The Narváez expedition reached Tampa Bay in 1528. That expedition clashed with the Uzita before departing inland through Tocobago territory. The de Soto expedition landed in Uzita territory in 1539, and then passed through Mocoso territory, and further north along the Withlacoochee River. It noted the inland towns of Guacozo, Luca, Vicela, Tocaste, all of which may have been Safety Harbor culture settlements. Neither expedition seems to have entered Capaloey territory. The Utiza and Mocoso chiefdoms disappeared within 35 years after the encounter with the de Soto expedition, and Tocobago dominated Tampa Bay when Pedro Menéndez de Avilés visited there in 1567.

Seventeenth century
The name Pohoy first appears in historical accounts early in the seventeenth century. In 1608, an alliance of Pohoy and Tocobago may have threatened Potanos who had been converted to Christianity. In 1611 a raiding party from the two chiefdoms killed several Christianized Indians carrying supplies to the Spanish mission (Cofa) at the mouth of the Suwannee River. In 1612, the Spanish launched a punitive expedition down the Suwannee River and along the Gulf coast, attacking Tocobago and Pohoy; they killed many of the native people, including both chiefs. The Spanish of that expedition referred to Tampa Bay as the "Bay of Espiritu Santo and Pojoy", Espiritu Santo being the name Hernando de Soto gave it in 1539. "Bay of Pohoy" or "Bay of Pooy" apparently was applied to the southern part of Tampa Bay. The Tocobago were weakened by the Spanish attack, and the Pohoy became the dominant power in Tampa Bay for a while.
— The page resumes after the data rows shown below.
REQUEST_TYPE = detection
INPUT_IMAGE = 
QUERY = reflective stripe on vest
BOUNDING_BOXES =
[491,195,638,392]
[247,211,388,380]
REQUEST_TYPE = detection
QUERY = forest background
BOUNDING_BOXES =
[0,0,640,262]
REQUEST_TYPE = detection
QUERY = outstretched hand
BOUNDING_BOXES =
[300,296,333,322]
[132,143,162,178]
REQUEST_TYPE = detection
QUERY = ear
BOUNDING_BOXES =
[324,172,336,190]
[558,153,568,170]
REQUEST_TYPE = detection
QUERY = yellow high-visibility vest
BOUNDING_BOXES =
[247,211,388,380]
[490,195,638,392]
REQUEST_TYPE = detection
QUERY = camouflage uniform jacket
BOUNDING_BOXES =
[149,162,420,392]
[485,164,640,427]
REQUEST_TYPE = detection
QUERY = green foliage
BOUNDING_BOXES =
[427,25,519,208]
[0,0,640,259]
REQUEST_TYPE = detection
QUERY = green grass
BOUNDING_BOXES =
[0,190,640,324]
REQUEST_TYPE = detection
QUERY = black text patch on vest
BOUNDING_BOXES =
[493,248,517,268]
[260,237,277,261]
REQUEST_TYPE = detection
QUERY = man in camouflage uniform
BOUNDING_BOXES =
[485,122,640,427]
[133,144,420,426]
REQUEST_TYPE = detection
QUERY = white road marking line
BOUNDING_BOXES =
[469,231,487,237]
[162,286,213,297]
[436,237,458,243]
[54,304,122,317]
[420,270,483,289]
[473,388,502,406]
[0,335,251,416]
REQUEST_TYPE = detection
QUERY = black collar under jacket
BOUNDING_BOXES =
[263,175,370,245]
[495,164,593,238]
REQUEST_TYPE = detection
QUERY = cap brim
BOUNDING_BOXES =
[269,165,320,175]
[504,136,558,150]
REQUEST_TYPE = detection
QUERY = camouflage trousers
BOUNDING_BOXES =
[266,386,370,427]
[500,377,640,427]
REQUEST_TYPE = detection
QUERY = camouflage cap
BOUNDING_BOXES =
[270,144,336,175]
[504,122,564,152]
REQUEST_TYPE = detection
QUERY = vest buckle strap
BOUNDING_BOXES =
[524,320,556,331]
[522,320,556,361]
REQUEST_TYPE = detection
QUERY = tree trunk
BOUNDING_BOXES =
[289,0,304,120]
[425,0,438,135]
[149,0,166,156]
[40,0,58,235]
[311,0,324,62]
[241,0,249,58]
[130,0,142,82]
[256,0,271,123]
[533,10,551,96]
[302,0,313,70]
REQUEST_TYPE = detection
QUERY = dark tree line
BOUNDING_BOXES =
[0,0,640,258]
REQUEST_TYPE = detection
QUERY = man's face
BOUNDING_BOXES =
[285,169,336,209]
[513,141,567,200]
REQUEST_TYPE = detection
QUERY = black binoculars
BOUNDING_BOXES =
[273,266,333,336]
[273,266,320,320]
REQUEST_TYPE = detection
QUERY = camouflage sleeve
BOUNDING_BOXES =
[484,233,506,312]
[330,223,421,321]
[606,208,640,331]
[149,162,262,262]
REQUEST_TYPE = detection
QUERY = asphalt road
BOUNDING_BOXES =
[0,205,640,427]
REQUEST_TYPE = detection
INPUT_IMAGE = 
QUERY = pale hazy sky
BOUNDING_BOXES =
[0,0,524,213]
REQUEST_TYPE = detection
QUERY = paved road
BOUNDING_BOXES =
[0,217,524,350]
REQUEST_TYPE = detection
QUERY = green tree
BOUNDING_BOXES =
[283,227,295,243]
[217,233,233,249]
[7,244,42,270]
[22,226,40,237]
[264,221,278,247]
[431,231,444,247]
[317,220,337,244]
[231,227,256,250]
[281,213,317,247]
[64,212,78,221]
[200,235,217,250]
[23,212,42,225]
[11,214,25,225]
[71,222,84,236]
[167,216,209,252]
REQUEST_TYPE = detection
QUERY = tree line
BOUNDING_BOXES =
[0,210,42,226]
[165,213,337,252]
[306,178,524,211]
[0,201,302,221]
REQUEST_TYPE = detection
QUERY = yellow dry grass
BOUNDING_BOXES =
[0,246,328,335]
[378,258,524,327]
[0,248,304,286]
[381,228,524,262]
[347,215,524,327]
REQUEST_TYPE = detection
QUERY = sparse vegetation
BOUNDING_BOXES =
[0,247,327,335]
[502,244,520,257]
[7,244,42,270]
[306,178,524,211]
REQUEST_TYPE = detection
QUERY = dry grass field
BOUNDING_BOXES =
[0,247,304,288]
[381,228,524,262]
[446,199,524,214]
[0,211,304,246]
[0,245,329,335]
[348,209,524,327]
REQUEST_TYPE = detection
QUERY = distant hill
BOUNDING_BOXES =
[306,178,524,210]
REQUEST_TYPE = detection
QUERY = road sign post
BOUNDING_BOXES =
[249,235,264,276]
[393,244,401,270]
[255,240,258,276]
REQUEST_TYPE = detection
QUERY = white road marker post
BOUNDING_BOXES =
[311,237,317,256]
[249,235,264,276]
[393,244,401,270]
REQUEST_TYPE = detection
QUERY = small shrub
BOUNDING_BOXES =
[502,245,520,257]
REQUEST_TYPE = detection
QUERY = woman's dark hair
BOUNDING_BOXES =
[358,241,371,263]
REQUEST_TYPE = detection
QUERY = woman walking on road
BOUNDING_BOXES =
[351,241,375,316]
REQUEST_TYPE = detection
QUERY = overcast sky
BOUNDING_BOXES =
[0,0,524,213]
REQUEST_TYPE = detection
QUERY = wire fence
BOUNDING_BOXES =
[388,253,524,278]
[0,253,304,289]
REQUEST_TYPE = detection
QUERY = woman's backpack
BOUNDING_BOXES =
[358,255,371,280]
By 1634 Pohoy was allied with or subject to the Calusa chiefdom. (That year the Spanish referred to the "province of Carlos, Posoy, and Matecumbe", i.e., Calusa, Pohoy, and the Florida Keys.) Pohoy and Calusa were described as hostile to the Spanish in 1675. At that time the town of Pohoy was said to be on a river six leagues from Tocobago, perhaps on the Hillsborough River or Alafia River. A Spanish expedition down the coast from the mouth of the Suwannee River in 1680 sought to reach the Calusa domain. The Spanish were warned by the Pohoy chief to turn back. Due to increasingly strident warnings in the next few villages on the way to Calusa, the Spanish did retreat. This expedition described the Pohoy, but not the Calusa, as "docile". A Spanish expedition in 1699 that traveled overland from San Francisco de Potano (near present-day Gainesville) found the Tampa Bay area to be largely deserted. While the Spanish were told that there were many people in villages in the area, they did not see them. The expedition's report mentioned Pohoy several times, but the Spanish apparently did not visit the town.

Alafay people
The Alafay people (also known as Alafaes, Alafaia, and Elafay) were associated with the Pohoy, probably as a sub-group. In the seventeenth century Pohoy territory included the area along what is known as the Alafia River. The Spanish expedition of 1680 reported that Elafay was the next town beyond Pohoy, with 300 people in Pohoy, and 40 in Elafay. The 1699 Spanish expedition reporting passed through an abandoned village named Elafay near Tampa Bay. Don Antonio Pojoi was identified as the leader of the Alafaias Costas nation in 1734.

Eighteenth century
Early in the eighteenth century, Pohoy and Tocobago Indians were living together in a village near the Spanish colonial town of St. Augustine. Alafae people were also recorded as living with other refugee groups here by 1717. Between 1718 and 1723, 162 Alafae were baptized there. In 1718 Pohoy people attacked a village of Tocobago at the mouth of the Wacissa River in the Province of Apalachee. In the 1720s and 1730s, Pojoy Indians were living together with Jororo, Amacapira (possibly related to the Pohoy) and later, Alafae people, in villages south of St. Augustine. Many of the Native American people were reported to have died in an epidemic in 1727, with the survivors leaving the area. A new village of Pohoy, Alfaya and Amacapira, and a neighboring village of Jororo, had been established by 1731. Most of the Pohoy, Alafae, Amacapira and Jororo Indians moved away again in 1734, in response to an attempt by the new governor of Florida to re-settle Indians in villages closer to St. Augustine and extract unpaid labor from them.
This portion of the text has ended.